In 1961 the Cambridge Women’s Bowling club, which started in 1951, opened their new pavilion at Te Koutu Domain on what was formerly the croquet greens. (In March 1969 history was made when men and women played in the same fixture.)

In 1962 the old manual training school in Victoria Street was made available to the Youth Centre (about 100 members) but in 1968 this was sold, the building removed and the property became Waikato Motors new home.

In 1962 Cambridge had three indoor basketball teams. In 1964 Miss Adrea Brunskill was notching up placings in the NZ pentathlon and the 80 metre hurdles.

In 1965 Susan Litchwark and Allan Weidenbohm put Cambridge on the skating map when they won gold for roller skate dancing and represented New Zealand in Germany.

Miss Allison McMillan was representing New Zealand at swimming and the club, as a whole, was most successful.

Polo was making a home for itself on the Vogel Street green belt and Pam Buckingham and Alex Boyd were excelling at squash.

In 1966 – 67 the Soccer Club was preparing to move to Vogel Street.

In 1967 the Leamington Bowlers opened their new clubrooms, Leamington Rugby Club opened their new pavilion and Slot Car Racing started in Cambridge.

1969 saw the Golf Club extend their clubhouse, there was a revival to rowing and the Waikato Hunt bought land on Fencourt Road to house the hounds.

The Cambridge Rabbit Board, which had been formed in 1953 with the amalgamation of Maungakawa, Whitehall and Taotaoroa rabbit districts, went out of existence.

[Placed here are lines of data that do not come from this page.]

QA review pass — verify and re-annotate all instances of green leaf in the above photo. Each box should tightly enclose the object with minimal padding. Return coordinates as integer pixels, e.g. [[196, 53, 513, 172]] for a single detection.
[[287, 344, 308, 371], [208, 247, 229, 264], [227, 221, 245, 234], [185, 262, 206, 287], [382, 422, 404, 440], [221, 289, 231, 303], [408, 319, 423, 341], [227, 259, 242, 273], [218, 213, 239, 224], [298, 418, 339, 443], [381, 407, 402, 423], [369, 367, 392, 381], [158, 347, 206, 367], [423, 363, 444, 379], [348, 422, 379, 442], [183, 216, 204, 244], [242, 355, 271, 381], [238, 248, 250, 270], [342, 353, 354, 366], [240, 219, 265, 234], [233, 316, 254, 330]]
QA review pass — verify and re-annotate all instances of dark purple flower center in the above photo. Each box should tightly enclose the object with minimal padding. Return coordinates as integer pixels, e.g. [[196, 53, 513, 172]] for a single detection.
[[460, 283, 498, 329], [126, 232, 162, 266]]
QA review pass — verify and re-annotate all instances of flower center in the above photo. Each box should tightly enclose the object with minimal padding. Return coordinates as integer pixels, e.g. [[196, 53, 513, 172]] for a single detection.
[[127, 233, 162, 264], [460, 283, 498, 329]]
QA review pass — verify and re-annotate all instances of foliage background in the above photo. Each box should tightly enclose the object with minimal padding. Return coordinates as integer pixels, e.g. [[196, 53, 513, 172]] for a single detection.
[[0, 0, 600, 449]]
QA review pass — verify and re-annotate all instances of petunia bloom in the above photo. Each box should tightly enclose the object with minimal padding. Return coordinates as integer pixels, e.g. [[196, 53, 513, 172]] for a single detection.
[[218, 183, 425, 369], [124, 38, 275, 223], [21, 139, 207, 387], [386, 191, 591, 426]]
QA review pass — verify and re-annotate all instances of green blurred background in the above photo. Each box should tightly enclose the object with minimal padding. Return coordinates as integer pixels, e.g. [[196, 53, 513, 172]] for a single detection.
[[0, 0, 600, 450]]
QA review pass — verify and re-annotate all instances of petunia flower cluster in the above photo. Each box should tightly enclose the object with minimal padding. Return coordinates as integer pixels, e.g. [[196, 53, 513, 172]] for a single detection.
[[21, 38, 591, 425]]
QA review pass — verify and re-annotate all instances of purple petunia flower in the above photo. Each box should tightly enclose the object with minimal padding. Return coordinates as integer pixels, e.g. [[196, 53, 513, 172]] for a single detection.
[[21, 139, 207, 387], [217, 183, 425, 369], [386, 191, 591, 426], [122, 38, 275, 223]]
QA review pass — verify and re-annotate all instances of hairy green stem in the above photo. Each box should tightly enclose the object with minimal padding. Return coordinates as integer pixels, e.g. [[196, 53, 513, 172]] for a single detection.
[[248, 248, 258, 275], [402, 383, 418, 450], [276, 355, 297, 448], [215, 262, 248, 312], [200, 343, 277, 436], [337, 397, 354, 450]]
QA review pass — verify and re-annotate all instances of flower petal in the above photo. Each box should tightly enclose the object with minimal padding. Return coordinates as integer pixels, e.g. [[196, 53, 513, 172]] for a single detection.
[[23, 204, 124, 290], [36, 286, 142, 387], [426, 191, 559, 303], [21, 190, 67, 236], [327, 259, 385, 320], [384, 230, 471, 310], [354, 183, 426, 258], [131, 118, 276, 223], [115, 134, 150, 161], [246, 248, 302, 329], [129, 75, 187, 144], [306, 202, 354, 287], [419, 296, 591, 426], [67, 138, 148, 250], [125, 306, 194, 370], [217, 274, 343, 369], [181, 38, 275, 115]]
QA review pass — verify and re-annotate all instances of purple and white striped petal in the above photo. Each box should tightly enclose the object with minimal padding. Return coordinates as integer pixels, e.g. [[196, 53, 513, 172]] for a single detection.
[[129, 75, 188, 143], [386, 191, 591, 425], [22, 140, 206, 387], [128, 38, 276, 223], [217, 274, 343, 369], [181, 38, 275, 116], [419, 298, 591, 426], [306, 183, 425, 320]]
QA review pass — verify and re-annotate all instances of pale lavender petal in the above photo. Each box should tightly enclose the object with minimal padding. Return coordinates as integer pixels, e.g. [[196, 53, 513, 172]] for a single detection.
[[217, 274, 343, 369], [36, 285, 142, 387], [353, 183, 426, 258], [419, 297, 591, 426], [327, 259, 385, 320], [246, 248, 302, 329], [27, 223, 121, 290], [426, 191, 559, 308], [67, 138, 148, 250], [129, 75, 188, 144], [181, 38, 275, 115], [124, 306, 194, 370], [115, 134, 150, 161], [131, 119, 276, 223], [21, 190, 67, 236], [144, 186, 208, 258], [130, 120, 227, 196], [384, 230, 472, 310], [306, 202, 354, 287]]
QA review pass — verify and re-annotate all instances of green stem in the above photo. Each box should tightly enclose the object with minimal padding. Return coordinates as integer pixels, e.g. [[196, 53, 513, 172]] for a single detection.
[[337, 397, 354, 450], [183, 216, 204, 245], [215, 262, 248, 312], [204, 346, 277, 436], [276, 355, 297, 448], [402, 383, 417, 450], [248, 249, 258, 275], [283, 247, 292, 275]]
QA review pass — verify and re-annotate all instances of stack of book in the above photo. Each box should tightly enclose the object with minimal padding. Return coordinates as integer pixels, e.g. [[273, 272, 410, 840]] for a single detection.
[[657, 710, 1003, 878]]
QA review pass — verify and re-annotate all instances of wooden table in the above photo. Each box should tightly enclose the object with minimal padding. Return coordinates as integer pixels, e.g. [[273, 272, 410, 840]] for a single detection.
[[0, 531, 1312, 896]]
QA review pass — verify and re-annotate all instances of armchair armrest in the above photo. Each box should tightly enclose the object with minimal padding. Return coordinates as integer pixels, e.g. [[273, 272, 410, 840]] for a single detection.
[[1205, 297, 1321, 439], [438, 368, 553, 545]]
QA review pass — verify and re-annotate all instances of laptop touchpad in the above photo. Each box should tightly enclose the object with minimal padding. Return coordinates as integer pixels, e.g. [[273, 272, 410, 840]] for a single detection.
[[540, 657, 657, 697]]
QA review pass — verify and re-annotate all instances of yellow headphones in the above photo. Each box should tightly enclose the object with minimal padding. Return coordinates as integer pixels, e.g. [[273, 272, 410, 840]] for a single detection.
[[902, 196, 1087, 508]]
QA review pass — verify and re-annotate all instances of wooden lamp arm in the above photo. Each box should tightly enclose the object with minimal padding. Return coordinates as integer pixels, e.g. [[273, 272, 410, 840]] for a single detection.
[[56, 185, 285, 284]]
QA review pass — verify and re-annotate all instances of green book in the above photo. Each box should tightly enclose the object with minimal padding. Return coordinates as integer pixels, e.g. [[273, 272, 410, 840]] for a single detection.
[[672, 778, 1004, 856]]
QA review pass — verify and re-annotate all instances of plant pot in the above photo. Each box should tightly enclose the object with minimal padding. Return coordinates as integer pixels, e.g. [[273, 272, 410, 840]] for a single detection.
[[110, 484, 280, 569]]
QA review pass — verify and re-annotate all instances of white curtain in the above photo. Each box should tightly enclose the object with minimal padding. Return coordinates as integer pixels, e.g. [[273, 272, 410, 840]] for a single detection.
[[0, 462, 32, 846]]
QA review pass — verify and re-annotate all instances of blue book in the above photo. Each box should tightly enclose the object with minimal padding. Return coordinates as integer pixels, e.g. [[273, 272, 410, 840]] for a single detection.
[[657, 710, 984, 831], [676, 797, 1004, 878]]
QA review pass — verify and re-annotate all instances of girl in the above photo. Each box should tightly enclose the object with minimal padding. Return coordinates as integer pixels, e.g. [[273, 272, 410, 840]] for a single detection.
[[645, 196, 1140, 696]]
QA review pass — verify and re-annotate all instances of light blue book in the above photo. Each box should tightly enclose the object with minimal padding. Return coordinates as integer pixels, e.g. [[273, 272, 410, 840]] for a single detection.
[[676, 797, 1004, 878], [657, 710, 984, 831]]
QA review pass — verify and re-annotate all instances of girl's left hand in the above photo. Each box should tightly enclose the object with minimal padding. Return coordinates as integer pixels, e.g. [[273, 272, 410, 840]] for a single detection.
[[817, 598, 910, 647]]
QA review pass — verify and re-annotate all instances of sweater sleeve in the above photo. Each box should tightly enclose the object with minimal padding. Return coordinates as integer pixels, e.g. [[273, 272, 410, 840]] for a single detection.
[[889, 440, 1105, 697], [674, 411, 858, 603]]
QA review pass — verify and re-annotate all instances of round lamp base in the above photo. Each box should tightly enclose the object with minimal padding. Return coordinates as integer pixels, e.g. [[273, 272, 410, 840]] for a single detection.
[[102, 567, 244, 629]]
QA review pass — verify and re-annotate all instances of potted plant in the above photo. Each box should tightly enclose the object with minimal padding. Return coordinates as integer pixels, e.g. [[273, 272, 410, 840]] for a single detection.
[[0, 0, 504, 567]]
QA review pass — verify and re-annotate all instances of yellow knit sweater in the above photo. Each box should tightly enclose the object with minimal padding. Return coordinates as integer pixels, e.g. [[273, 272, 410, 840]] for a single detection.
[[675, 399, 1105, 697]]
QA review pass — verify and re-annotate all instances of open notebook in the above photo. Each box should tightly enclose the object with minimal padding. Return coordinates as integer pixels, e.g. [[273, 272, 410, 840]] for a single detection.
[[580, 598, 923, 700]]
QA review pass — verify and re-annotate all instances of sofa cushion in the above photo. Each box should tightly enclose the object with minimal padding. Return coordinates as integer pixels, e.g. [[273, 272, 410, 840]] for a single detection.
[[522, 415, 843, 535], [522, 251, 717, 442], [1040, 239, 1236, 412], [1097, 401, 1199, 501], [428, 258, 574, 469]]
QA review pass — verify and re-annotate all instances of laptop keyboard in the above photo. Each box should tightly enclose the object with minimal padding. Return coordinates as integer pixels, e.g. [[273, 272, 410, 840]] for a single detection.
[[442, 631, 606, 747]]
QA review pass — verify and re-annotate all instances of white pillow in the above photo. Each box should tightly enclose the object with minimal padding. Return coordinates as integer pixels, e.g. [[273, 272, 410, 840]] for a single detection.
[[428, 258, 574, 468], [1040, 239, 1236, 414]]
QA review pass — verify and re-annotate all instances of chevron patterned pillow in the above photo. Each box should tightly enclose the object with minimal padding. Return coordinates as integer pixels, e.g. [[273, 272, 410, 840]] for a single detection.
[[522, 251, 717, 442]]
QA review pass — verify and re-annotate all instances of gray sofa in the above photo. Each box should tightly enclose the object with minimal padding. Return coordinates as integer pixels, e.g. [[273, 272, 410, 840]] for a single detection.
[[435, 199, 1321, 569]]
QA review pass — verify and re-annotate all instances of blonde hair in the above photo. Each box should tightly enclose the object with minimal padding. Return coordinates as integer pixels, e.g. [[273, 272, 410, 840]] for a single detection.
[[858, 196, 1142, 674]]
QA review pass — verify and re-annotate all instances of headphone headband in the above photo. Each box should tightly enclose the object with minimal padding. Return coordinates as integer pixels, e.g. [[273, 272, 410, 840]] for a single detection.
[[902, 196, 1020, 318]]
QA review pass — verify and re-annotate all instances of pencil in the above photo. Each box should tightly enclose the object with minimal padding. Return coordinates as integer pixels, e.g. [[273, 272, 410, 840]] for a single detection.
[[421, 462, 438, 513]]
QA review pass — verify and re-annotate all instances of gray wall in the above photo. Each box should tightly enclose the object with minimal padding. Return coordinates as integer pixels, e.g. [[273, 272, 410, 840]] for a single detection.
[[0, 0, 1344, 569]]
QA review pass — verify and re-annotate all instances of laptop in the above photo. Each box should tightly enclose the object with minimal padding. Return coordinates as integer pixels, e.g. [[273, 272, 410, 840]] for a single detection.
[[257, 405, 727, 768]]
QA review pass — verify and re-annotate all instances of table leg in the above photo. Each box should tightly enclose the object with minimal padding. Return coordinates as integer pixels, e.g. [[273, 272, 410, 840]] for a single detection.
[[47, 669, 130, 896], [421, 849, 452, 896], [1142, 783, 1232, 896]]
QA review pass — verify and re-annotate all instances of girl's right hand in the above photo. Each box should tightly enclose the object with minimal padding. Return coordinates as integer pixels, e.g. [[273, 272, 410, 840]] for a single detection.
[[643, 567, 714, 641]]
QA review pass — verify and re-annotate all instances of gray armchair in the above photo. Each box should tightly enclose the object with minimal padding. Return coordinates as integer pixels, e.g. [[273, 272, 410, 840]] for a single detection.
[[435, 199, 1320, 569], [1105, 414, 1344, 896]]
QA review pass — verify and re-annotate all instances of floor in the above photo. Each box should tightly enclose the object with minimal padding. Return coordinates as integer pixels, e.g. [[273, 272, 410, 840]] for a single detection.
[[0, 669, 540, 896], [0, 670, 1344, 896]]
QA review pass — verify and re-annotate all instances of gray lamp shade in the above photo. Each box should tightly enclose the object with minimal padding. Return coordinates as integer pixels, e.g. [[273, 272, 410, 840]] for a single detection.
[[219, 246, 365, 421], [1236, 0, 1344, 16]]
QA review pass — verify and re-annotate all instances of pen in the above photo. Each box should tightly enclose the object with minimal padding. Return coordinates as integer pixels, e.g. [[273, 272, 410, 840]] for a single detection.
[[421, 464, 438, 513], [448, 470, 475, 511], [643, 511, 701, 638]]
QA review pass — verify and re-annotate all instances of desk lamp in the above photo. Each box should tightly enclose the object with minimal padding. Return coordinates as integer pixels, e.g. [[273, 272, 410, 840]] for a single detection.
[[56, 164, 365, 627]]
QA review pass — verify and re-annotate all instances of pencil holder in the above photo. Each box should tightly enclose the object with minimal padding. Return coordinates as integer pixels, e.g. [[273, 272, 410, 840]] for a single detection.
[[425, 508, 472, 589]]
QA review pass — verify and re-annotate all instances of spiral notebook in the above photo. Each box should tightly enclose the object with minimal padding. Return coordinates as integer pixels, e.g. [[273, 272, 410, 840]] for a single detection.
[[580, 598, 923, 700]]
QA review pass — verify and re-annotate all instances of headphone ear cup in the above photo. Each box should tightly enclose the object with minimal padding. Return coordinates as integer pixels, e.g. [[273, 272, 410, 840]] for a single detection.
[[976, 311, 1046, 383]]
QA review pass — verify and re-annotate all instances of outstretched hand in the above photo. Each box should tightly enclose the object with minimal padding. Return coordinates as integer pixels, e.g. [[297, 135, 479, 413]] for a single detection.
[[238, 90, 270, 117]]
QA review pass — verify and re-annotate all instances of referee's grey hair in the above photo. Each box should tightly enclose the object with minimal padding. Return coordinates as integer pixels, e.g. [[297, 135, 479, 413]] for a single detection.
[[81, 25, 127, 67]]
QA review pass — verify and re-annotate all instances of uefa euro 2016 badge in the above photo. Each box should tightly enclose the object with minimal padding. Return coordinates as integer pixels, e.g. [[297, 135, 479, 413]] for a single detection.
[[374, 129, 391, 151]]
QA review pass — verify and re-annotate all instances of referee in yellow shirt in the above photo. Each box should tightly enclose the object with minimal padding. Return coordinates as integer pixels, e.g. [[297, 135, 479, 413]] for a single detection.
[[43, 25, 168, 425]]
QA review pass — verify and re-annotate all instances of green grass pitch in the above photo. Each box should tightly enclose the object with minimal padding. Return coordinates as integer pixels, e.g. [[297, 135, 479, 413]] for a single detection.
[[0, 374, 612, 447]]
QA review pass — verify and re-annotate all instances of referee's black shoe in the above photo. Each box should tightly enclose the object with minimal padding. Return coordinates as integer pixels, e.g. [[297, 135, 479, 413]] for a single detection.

On 1 April 1968 the area was divided among the Waikato County, East Waikato and Piako County Rabbit Boards. Opossums were now an added menace.

The Roto-o-Rangi dairy factory was the last subsiduary factory of the Cambridge Co-operative Dairy Co Ltd to close in 1969. At the same time Hautapu opened their new casein factory and bought a neighbouring farm as a means to dispose of the casein whey and washing water.